Thomas Eric Duncan, the first Ebola case diagnosed in the U.S., was a warning to hospitals that a patient infected with the deadly virus could walk into their emergency room at any time. Hospitals from New York City to Seattle are now running Ebola drills, testing their staffs to ensure they are prepared to diagnose the disease without putting healthcare workers at risk of contracting it.
“Every hospital in the country needs to be ready to diagnose Ebola,” Dr. Thomas Frieden, the director of the Centers for Disease Control and Prevention (CDC), said at a news conference on Tuesday.
The question is whether every hospital is equipped to care for a patient who tests positive for the disease, which has killed nearly 4,500 people in West Africa. During this outbreak, the most deadly since the disease was first discovered in 1976, the mortality rate is about 70%, according to statistics compiled by the World Health Organization. Health care workers are at particular risk for infection, which is transmitted through contact with a symptomatic patient’s bodily fluids, like blood or vomit.

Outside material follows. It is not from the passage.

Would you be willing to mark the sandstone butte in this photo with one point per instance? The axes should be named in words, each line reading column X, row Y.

Those risks have been born out in Texas Health Presbyterian Hospital in Dallas, where Duncan was admitted on Sept. 28 and died on Oct. 8. Early Wednesday, the hospital said a second healthcare worker who administered care to Duncan had tested positive for the disease. The hospital’s stumbles have prompted critics to question whether the additional infections were avoidable—and whether future patients should be cared for at specialized hospitals with the expertise and facilities to treat Ebola cases.
Frieden said Tuesday that the second healthcare worker would be transported to Emory University Hospital in Atlanta, which has a specialized isolation unit for treating diseases like Ebola and has successfully cared for patients with the virus in the past.